# Torque specs for wheel bearing hub



## MarcusO (Jan 25, 2006)

Hi All,

I'm repairing my daughter's '91 Sentra after an accident (slid sideways and hit the left rear wheel on a curb...yada yada yada). Anyway, I got a new wheel bearing hub and I need to know the torque specs. Any help is appreciated.
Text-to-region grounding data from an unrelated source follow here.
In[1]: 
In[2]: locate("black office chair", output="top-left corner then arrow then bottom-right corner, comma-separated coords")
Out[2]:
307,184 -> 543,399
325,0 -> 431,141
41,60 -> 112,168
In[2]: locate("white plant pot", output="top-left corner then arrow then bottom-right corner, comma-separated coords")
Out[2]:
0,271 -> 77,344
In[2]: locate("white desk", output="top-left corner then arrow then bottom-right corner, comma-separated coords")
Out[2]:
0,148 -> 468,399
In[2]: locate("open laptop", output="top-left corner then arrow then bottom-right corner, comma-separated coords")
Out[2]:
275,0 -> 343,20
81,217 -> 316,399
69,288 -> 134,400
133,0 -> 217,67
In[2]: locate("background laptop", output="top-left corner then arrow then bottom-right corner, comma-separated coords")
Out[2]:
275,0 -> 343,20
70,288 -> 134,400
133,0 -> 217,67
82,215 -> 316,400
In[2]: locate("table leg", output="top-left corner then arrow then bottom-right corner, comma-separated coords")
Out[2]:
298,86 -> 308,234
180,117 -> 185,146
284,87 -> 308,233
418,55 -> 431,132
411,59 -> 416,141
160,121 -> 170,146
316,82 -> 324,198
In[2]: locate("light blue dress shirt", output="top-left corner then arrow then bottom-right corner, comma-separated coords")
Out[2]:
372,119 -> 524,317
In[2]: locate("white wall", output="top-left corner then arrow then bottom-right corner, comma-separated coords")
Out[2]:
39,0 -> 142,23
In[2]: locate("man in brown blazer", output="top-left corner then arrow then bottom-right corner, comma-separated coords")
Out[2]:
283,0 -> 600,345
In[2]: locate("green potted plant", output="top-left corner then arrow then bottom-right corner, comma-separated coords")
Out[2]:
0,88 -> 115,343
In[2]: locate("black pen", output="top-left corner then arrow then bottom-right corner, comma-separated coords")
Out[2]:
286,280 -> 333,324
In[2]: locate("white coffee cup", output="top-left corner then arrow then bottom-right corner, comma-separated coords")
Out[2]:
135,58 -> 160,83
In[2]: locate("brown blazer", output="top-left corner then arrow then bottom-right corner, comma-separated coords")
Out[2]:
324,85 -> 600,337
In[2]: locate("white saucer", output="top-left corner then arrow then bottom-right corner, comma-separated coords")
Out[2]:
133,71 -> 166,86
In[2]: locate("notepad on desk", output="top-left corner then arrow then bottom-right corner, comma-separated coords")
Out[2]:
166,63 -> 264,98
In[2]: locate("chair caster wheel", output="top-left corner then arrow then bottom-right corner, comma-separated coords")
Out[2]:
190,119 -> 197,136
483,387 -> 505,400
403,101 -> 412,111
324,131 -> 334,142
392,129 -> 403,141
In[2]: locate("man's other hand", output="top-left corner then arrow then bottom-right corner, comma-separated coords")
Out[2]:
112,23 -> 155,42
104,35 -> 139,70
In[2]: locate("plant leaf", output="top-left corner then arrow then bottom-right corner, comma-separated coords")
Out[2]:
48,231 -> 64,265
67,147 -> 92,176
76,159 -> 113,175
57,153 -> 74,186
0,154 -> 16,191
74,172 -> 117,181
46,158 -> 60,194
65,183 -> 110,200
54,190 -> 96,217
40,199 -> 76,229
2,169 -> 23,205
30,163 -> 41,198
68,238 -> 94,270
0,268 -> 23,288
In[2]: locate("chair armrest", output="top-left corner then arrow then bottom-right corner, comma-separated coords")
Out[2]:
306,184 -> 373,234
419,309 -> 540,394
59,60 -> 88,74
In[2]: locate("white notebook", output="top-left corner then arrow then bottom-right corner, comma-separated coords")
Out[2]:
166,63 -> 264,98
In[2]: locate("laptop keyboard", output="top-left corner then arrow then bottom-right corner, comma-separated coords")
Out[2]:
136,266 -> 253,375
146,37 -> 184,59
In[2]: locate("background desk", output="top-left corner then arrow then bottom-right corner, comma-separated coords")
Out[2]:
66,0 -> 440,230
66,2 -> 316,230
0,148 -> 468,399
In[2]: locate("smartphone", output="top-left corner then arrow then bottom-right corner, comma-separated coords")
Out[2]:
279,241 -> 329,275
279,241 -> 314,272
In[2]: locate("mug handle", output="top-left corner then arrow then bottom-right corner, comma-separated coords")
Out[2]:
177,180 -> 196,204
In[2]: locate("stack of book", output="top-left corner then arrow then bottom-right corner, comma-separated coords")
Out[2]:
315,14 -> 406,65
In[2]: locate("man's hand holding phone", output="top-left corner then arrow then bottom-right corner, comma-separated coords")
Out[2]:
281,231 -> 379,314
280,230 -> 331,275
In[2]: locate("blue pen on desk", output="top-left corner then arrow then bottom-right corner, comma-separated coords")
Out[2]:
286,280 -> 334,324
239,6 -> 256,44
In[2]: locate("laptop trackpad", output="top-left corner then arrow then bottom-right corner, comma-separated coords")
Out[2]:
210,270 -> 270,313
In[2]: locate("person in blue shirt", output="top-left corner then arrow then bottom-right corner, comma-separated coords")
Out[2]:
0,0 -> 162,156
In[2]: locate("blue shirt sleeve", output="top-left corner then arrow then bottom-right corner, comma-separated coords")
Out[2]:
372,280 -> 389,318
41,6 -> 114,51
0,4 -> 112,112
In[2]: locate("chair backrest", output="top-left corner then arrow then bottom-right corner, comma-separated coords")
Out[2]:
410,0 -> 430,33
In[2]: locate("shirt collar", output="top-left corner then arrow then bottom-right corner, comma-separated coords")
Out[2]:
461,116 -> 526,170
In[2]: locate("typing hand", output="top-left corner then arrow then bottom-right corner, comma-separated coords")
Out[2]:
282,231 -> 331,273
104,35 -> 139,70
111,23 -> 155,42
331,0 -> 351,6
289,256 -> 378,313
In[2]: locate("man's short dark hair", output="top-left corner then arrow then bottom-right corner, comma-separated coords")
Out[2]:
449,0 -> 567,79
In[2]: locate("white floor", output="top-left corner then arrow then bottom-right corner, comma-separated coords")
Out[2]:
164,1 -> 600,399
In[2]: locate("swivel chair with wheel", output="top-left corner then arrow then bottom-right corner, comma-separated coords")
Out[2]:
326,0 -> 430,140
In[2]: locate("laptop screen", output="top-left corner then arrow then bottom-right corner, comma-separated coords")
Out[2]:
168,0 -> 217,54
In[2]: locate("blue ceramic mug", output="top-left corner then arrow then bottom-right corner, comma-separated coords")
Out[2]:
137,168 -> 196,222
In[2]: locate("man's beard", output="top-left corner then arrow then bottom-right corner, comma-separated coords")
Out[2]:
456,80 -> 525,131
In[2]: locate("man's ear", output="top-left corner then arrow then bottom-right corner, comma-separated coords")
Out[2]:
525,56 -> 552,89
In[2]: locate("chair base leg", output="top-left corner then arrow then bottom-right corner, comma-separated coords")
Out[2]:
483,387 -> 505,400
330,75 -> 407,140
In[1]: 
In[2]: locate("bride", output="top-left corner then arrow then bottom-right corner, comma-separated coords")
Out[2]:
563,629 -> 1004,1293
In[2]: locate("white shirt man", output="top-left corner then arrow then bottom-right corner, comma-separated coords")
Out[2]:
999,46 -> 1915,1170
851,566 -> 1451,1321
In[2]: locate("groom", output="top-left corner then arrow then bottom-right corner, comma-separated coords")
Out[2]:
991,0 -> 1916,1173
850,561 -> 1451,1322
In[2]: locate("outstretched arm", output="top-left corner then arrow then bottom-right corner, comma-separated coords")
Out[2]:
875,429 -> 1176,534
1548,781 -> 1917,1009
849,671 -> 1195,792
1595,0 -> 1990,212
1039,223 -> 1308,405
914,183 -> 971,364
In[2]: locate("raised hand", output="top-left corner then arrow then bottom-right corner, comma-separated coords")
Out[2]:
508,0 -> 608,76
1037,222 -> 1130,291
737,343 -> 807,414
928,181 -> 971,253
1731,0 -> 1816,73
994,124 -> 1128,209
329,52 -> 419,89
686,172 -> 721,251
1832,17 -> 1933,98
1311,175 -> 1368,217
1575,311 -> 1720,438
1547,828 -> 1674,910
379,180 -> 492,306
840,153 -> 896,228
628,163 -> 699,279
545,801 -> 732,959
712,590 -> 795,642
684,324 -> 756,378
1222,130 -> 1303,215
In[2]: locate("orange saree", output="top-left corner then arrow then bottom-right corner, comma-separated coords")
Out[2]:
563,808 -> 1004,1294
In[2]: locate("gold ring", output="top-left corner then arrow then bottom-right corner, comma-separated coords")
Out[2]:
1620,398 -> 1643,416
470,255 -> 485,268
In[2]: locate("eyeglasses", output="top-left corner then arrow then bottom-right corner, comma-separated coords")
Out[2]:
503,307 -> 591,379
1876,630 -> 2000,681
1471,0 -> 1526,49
Also, there is no detent cage over the nut on the spindle...only a Cotter pin against a nut. What's up with that? It looks pretty useless as far as keeping the hub in the desired position. Am I missing a cage? We bought the car used.

Mark


----------



## Petrovich (May 13, 2005)

MarcusO said:


> Hi All,
> 
> I'm repairing my daughter's '91 Sentra after an accident (slid sideways and hit the left rear wheel on a curb...yada yada yada). Anyway, I got a new wheel bearing hub and I need to know the torque specs. Any help is appreciated.
> 
> ...


http://www.nissanforums.com/showthread.php?t=97788

there's no better source of torque specs than the goode ole factory service manual


----------



## MarcusO (Jan 25, 2006)

Petrovich said:


> http://www.nissanforums.com/showthread.php?t=97788
> 
> there's no better source of torque specs than the goode ole factory service manual


Many thanks for the redirect. Awesome. Those are HUGE friggin' files 

Mark


----------